Perhaps one day we could recognize that actually life is living through us; although we live life. Perhaps one day we could recognize that we could be that “I” while being “nothing” at the same time. It is interesting how everything changes but the ideas that we have about ourselves.
Life exists. There is no space for death there. Only when “I” am born is when “I” need to die.
Empty yourself from that “I” to be life itself. That is the value of “emptiness;” while the value of “I” is to experience life.
Tammy had a beautiful daughter, Brandy who was completing her second year of college. Tammy made all sorts of efforts to give Brandy the opportunity to go to college.
Brandy was a happy-go-lucky person. She had many friends due to her prompt smile, beauty and friendly attitude. Her future was bright. For Thanksgiving, Brandy traveled with her boyfriend, Fred to visit his relatives in Canada. They were driving at night through the mountains near a lake. It was freezing cold.

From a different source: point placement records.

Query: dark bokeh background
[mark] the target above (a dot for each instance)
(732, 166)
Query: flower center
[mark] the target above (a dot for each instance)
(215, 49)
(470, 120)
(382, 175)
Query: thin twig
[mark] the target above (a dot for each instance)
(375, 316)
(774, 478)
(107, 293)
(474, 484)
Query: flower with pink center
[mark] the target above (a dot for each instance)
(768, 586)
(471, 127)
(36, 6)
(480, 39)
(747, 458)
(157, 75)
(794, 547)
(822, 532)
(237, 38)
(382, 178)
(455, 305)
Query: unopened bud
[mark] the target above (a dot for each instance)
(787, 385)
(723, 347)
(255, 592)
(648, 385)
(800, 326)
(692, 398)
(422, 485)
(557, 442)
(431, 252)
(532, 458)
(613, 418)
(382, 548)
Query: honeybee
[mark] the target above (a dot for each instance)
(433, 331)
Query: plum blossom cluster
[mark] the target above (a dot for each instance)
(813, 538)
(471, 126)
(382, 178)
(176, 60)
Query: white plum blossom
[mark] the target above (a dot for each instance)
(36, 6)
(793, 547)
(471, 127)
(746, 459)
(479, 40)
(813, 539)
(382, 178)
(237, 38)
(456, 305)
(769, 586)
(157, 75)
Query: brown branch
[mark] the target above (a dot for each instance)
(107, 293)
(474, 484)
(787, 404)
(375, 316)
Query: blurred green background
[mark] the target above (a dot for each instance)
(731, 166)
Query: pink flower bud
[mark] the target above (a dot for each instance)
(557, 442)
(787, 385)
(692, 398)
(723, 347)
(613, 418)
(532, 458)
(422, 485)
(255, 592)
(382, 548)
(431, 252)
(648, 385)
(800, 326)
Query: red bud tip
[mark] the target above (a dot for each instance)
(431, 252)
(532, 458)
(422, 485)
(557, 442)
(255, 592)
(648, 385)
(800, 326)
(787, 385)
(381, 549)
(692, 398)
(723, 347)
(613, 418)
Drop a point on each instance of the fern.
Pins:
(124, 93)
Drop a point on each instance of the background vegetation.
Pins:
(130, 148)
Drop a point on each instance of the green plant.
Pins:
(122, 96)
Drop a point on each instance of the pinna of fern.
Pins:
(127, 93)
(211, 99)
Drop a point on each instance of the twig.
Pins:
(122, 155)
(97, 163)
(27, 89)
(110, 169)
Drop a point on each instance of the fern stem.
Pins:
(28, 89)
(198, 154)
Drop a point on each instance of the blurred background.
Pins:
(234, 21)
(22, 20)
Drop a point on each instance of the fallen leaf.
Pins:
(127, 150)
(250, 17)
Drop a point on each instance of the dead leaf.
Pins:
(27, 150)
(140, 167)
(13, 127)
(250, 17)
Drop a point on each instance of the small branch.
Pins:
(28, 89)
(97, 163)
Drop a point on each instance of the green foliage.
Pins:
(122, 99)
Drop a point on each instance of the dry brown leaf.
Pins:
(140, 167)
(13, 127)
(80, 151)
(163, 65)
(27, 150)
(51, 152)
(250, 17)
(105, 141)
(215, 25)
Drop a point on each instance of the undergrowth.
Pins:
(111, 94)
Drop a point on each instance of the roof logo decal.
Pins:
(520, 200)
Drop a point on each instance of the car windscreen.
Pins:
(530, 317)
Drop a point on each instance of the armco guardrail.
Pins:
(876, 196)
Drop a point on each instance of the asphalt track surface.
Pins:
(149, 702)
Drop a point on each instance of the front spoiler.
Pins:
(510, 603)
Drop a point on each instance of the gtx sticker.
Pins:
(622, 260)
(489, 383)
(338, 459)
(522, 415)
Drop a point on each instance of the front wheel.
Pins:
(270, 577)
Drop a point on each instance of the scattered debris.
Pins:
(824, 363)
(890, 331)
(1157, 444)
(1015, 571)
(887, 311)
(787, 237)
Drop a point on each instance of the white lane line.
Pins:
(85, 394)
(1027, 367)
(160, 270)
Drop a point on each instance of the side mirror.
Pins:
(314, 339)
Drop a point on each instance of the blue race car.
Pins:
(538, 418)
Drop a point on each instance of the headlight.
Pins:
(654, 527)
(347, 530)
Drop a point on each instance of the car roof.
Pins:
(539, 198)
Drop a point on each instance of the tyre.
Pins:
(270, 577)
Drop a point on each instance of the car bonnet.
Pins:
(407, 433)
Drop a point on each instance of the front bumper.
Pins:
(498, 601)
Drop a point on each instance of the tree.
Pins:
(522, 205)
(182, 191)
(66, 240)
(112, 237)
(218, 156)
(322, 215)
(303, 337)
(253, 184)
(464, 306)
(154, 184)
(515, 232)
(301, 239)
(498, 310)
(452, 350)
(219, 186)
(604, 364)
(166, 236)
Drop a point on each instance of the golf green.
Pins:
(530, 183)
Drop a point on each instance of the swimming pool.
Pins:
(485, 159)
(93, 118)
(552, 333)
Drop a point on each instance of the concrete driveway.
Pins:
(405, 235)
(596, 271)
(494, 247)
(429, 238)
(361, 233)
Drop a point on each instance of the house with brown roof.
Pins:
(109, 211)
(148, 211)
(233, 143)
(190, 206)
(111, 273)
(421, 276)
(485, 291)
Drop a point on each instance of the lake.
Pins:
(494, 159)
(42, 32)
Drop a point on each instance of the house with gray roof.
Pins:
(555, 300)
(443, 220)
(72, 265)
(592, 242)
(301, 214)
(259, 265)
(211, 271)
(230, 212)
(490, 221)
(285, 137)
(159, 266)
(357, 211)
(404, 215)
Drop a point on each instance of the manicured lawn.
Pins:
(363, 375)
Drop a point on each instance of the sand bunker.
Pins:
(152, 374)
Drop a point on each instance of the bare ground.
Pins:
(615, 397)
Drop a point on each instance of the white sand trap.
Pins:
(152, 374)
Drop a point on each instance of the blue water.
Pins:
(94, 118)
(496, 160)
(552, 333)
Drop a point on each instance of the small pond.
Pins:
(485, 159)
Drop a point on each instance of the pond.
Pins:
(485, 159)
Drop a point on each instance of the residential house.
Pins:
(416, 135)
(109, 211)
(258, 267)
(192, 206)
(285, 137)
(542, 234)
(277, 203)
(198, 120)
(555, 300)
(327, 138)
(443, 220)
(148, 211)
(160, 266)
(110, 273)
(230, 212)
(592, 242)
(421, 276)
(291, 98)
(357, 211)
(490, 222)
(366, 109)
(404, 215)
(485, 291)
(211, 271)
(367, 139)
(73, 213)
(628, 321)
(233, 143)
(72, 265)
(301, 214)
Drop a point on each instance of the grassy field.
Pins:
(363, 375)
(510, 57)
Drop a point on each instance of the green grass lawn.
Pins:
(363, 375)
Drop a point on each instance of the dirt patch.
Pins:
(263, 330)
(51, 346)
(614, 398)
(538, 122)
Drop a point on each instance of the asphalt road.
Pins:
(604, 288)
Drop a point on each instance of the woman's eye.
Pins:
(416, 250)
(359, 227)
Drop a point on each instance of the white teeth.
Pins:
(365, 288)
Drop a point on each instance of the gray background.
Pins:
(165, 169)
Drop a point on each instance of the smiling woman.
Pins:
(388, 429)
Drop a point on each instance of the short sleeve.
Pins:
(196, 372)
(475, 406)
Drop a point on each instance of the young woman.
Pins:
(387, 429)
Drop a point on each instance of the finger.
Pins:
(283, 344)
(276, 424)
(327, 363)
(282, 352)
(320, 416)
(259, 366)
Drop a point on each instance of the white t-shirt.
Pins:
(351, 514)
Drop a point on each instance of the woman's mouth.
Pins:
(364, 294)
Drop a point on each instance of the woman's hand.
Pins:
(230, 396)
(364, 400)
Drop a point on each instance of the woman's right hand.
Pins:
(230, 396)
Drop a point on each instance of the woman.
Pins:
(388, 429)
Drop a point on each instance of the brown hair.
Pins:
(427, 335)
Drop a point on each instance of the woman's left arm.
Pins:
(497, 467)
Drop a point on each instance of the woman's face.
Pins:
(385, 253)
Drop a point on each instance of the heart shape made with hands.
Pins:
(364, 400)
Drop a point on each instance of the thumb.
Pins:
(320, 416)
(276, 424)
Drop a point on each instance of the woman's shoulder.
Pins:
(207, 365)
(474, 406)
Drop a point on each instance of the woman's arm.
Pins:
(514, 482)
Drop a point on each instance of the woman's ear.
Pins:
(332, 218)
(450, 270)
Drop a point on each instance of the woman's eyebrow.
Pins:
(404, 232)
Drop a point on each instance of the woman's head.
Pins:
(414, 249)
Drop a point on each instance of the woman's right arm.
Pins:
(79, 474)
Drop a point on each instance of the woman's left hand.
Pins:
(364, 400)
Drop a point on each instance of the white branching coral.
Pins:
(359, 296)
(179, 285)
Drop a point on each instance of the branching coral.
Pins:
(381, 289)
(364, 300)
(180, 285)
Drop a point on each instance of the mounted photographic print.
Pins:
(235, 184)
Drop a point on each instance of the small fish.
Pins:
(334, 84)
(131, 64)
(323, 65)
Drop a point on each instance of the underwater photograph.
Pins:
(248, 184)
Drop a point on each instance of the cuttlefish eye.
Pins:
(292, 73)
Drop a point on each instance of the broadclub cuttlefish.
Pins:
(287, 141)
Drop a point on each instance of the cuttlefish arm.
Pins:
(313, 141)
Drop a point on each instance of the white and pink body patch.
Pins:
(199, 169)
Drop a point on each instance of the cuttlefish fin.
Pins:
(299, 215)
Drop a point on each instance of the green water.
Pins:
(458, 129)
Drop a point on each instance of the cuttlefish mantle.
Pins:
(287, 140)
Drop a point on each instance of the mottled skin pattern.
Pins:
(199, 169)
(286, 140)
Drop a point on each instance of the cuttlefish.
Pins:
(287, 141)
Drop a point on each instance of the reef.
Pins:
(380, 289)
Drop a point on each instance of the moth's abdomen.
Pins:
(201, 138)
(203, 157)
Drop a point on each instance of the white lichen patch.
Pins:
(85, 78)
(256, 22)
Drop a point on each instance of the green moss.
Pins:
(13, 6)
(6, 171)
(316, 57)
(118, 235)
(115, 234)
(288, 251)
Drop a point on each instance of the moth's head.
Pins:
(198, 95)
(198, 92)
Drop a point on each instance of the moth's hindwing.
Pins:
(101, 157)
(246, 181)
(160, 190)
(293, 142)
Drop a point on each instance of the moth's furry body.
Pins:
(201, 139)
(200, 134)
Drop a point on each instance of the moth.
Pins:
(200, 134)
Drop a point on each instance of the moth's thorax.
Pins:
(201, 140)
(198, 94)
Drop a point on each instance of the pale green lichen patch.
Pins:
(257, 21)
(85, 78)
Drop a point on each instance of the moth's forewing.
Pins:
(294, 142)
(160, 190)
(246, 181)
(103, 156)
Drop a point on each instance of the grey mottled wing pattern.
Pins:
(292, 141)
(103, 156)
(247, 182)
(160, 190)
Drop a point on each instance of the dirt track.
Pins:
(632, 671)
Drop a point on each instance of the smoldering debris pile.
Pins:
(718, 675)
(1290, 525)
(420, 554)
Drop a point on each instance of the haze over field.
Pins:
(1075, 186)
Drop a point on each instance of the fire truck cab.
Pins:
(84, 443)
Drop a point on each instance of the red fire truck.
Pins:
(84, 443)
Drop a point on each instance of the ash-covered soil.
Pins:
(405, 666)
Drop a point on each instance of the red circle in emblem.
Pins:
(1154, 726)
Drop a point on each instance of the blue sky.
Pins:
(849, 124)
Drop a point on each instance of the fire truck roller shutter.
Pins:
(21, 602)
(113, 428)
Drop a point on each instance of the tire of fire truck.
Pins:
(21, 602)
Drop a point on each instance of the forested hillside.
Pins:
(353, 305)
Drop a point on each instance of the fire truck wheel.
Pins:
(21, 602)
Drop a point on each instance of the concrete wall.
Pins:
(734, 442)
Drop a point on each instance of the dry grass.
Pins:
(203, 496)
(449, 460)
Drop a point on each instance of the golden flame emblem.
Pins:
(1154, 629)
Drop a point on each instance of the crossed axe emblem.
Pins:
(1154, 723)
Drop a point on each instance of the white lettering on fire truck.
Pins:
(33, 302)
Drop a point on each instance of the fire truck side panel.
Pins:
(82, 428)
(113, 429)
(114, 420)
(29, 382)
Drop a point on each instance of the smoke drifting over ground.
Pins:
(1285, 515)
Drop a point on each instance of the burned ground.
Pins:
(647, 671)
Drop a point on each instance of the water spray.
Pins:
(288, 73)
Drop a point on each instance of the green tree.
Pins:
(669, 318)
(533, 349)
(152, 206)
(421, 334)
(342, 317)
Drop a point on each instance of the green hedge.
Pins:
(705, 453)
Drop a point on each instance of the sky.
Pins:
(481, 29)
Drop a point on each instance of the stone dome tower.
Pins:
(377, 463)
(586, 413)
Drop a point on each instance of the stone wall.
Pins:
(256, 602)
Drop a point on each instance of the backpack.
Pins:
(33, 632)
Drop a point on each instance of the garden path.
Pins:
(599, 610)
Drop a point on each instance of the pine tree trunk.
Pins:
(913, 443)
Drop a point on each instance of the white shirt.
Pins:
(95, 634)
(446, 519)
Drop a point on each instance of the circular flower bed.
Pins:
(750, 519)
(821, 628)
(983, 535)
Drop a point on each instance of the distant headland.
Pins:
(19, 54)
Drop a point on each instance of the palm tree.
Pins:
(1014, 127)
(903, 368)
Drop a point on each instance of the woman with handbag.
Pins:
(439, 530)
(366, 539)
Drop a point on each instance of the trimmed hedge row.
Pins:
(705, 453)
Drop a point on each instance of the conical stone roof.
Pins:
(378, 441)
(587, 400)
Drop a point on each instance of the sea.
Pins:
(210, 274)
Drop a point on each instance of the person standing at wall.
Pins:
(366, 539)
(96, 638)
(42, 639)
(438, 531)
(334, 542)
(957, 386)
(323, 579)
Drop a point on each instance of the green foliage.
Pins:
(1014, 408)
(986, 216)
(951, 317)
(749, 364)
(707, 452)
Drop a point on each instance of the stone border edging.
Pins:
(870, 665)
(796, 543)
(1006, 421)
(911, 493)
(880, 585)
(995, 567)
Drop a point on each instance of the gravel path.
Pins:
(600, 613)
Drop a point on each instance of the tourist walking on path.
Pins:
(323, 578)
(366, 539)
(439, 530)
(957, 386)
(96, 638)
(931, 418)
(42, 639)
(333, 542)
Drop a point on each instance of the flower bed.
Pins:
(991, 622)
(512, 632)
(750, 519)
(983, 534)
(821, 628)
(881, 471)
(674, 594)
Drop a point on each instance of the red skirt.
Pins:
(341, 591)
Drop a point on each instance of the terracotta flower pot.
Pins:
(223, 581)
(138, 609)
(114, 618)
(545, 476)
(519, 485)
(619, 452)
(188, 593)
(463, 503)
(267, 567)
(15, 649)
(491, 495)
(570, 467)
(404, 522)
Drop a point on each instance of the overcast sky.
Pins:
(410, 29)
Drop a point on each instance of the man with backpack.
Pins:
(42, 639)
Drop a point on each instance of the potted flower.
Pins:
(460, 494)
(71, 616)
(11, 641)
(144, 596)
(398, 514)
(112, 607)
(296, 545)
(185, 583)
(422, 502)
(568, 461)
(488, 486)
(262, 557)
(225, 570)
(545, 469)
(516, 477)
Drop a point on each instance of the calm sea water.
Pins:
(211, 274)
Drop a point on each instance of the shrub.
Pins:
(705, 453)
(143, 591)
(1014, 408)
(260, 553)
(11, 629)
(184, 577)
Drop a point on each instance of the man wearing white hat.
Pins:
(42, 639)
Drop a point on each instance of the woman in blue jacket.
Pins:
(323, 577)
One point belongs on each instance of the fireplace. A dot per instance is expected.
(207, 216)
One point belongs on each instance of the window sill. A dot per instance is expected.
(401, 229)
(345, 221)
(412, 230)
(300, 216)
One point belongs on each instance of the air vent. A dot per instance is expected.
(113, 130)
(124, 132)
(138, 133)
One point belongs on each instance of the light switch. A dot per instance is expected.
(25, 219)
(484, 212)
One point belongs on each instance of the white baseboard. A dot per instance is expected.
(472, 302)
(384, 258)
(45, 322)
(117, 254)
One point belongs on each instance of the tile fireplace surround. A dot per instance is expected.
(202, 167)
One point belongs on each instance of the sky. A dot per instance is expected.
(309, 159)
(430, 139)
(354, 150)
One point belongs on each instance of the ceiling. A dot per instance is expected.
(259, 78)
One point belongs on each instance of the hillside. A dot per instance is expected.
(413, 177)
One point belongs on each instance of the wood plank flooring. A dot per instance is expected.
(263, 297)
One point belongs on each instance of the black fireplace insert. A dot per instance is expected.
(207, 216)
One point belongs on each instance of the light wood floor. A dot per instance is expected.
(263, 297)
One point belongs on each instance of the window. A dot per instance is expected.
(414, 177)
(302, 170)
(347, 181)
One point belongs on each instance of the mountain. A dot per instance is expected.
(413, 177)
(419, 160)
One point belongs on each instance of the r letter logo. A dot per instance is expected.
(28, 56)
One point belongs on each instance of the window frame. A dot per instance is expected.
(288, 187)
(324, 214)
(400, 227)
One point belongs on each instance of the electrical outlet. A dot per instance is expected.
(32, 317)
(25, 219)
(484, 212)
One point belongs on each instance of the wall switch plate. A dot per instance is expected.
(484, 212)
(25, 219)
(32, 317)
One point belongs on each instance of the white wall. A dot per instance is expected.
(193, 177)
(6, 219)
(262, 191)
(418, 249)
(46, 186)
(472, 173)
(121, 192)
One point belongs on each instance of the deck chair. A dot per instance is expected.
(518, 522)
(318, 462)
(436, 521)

Another car driver hit the couple, and their car effortlessly slipped through the icy mountain into the frozen water. Brandy and Fred met their death there. No one knows what happened with the hit and run car.
When Tammy knew about this, she was devastated. Tammy was angry. She had so much anger towards that person who hit her daughter’s car, but she couldn’t make a picture in her mind of that person; so her anger went towards God, towards life and towards every hit and run driver who was caught.
Psychologists could describe Tammy’s experience as being “normal,” under the circumstances. As a matter of fact; there is a “5 stage mourning process” which is usually described as: 1. Denial and isolation, 2. Anger, 2. Bargaining, 4. Depression and 5. Acceptance.
Tammy started the process in anger and hopefully, she will be able to reach acceptance at one point in her life.
In spirituality, acceptance is the first and only step. Acceptance is something to be aware of and thus, practice every day at every moment.
I could share many beliefs as to why we need to accept things as they are; but a belief will not help if we face a life experience similar to Tammy’s.
Whether we believe in predestination or in bad luck or karma or in the “will of God,” all of those things will not change the most important item in this experience; that is how much this is affecting me.
Life is a gift. Acceptance of situations means to accept the gift. Any rejection means to reject life and thus, to slowly die.
The strength to accept a moment of grief is not gained after living a “normal” life of wanting and getting things “my way.” A life of “fight” to get things done. It is a slow process of acceptance, to let things be, to allow things to happen and to continue smiling for the gift of life is not something to possess, but something to enjoy and share.
The flower blossoms and then dies. Timing among flowers will be different. That is life. If I am appreciating that gift of life, there is no space for attachment to a particular flower. If I am attached, then there cannot be appreciation.
The butterfly is meant to fly. It comes and it goes. It has the freedom of life. If I close my hand to keep that butterfly with me; its freedom will not be acknowledged.
The 5 stages of loss and grief are nothing else but to learn to open that silly grip towards life, to learn to open our clenched fingers little by little: first is denial then anger, then depression, etc. until the open hand is seen and truly enjoyed. That is acceptance. The hand is now ready to feel and to let go. Ready to appreciate the gift of life.